There are cities where this gun-driven, often drugs-fueled violence has been confronted with surprising success. In May of 2015, the president went to Camden New Jersey, which had one of the highest crime rates in America a few years ago. He congratulated the city and its police force for an amazing reduction in the crime rate thanks to the introduction of a new approach to inner city violence – community policing. This policy took policeman out of their patrol cars and urged them to make personal contacts with the people they were guarding.  Soon most of the Camden community saw policemen as friends rather than hostile enemies.         

My friend Father Knoble would be enthusiastically in favor of the innovations that President Obama and his administration have been urging all police forces to adopt – and backing the proposals with federal funds to train the police who accepted them. Disarming the police either literally or with careless criticism is not the answer to black on black violence. “I do not know anyone in the minority community that does not want strong, effective policing,” Mr. Obama said in Chicago.

 What is needed is a tremendous effort by all of us, blacks and whites, to confront this evil as something we can overcome as a community, a nation. Progress won’t be swift or easy, the President admitted, but it can be achieved, if enough young black men can be convinced that people care about them and want to help them achieve productive lives.

My people, the Irish Americans, had a similar problem in the 19th Century.  Millions of them poured into American cities, fleeing the famines that British indifference inflicted on Ireland. Almost all were illiterate and angry and they became a crime wave, making parts of cities unsafe, and crowding the courts and prisons.  Soon the police vans that transported captured felons to and from jail were being called “paddy wagons.” 

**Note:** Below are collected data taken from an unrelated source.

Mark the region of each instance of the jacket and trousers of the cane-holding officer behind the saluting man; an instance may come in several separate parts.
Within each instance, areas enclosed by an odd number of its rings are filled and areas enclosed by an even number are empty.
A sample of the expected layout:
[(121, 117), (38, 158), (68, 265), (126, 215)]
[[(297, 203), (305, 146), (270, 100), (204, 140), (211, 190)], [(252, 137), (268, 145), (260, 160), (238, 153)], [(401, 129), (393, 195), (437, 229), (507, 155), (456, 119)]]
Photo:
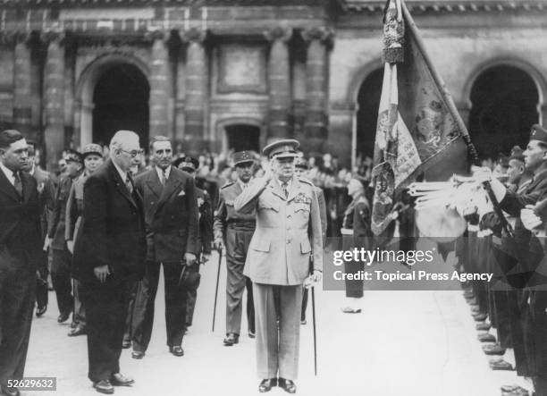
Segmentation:
[(227, 183), (219, 193), (215, 211), (215, 239), (226, 246), (226, 334), (240, 334), (243, 291), (247, 289), (248, 330), (255, 333), (255, 309), (252, 283), (243, 274), (250, 240), (257, 225), (256, 212), (236, 212), (234, 201), (243, 191), (240, 181)]

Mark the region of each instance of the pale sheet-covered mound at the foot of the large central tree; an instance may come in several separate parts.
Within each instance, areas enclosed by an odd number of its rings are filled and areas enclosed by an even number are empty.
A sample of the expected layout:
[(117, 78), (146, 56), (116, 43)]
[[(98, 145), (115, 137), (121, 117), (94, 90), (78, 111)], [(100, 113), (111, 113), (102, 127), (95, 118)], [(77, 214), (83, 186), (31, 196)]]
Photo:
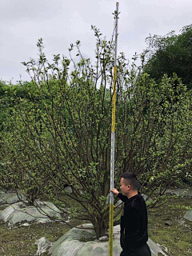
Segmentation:
[[(93, 228), (91, 224), (84, 224), (82, 227)], [(88, 241), (88, 242), (86, 242)], [(148, 245), (152, 256), (158, 253), (166, 255), (162, 249), (149, 239)], [(120, 246), (120, 226), (114, 226), (113, 255), (119, 256), (122, 248)], [(49, 253), (52, 256), (106, 256), (109, 254), (109, 241), (99, 242), (96, 239), (94, 230), (72, 228), (50, 247)]]

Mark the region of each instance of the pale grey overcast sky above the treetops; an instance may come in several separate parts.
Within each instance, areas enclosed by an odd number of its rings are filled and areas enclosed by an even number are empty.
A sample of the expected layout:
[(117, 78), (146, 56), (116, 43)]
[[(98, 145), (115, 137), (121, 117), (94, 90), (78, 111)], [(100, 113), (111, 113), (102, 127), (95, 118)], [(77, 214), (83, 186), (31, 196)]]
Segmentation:
[[(37, 42), (43, 38), (46, 57), (53, 54), (69, 58), (70, 43), (81, 41), (85, 58), (94, 60), (95, 37), (91, 25), (97, 26), (110, 40), (114, 29), (113, 0), (0, 0), (0, 79), (17, 83), (30, 81), (25, 66), (38, 58)], [(119, 0), (118, 53), (131, 59), (146, 49), (151, 34), (179, 34), (192, 23), (191, 0)]]

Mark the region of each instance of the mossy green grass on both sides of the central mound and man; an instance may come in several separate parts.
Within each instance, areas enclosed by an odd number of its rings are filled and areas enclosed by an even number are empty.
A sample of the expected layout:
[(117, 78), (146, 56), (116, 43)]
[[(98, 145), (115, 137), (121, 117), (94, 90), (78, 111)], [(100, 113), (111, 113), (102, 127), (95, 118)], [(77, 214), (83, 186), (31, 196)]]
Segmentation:
[[(186, 209), (192, 207), (189, 198), (170, 198), (159, 209), (149, 210), (149, 237), (160, 245), (166, 246), (170, 256), (192, 255), (192, 222), (183, 218)], [(71, 220), (74, 225), (82, 222)], [(33, 223), (30, 226), (17, 226), (10, 229), (7, 223), (0, 222), (0, 255), (34, 256), (37, 246), (34, 242), (46, 237), (55, 242), (69, 226), (62, 223)]]

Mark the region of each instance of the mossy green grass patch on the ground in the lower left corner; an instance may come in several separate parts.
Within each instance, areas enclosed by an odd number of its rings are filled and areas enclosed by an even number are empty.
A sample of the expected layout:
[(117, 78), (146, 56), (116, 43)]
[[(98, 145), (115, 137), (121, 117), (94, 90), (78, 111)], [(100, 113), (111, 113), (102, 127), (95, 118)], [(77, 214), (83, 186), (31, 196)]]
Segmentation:
[[(74, 222), (79, 225), (82, 222)], [(10, 229), (7, 223), (0, 222), (0, 255), (1, 256), (34, 256), (38, 247), (34, 242), (46, 237), (50, 242), (55, 242), (69, 226), (62, 223), (33, 223), (31, 226), (18, 226)]]

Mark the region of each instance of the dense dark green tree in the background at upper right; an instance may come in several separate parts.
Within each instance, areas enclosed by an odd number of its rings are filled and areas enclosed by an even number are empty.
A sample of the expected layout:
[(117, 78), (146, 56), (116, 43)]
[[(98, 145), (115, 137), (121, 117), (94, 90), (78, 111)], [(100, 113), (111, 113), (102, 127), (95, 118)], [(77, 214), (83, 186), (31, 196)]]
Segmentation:
[(148, 59), (145, 72), (151, 78), (161, 81), (163, 74), (172, 76), (175, 72), (188, 88), (192, 85), (192, 25), (184, 26), (181, 34), (171, 31), (165, 36), (146, 38)]

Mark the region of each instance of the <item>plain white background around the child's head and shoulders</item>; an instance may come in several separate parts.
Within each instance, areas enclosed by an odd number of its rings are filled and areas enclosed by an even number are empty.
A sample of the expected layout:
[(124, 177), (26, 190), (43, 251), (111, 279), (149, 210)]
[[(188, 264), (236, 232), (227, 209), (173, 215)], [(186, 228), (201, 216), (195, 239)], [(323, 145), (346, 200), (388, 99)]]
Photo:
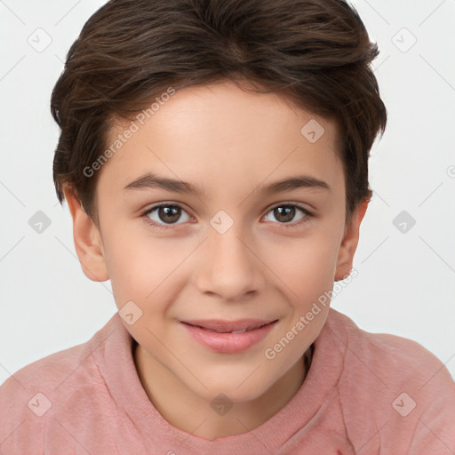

The Irish Catholic clergy, both priests and nuns, flung themselves into a gigantic effort to confront this epidemic of violence and corruption. They founded schools and parish churches that reached their people on a personal level. It took more than a half-century but slowly, painfully, the crime wave ebbed into decades of 20th Century achievement and accomplishment. The police, many of them Irish, played a crucial role in this story. Irish politicians added generations of caring about the pursuit of happiness among the people they were trying to help.

Black pastors and black politicians can do similar things for their people, today. White Americans will be eager to help them with money and moral support, as they begin to succeed. Government programs like those launched by President Obama’s administration will encourage their progress. Together we can change an American tragedy into an American triumph that my caring friend John Knoble would be eager to bless. 

President Obama ended his Chicago speech with a story that summed up his hopes for the future of community policing. He told of an Alabama officer, William Stacy, who arrested a black woman for shoplifting. She had stolen three eggs from a Dollar General Store. She told Stacy her children had had little or nothing to eat for several days. The officer went into the store to talk with the manager. When Stacy returned, he handed her a dozen eggs. The grateful woman later said that act of kindness had turned her life around.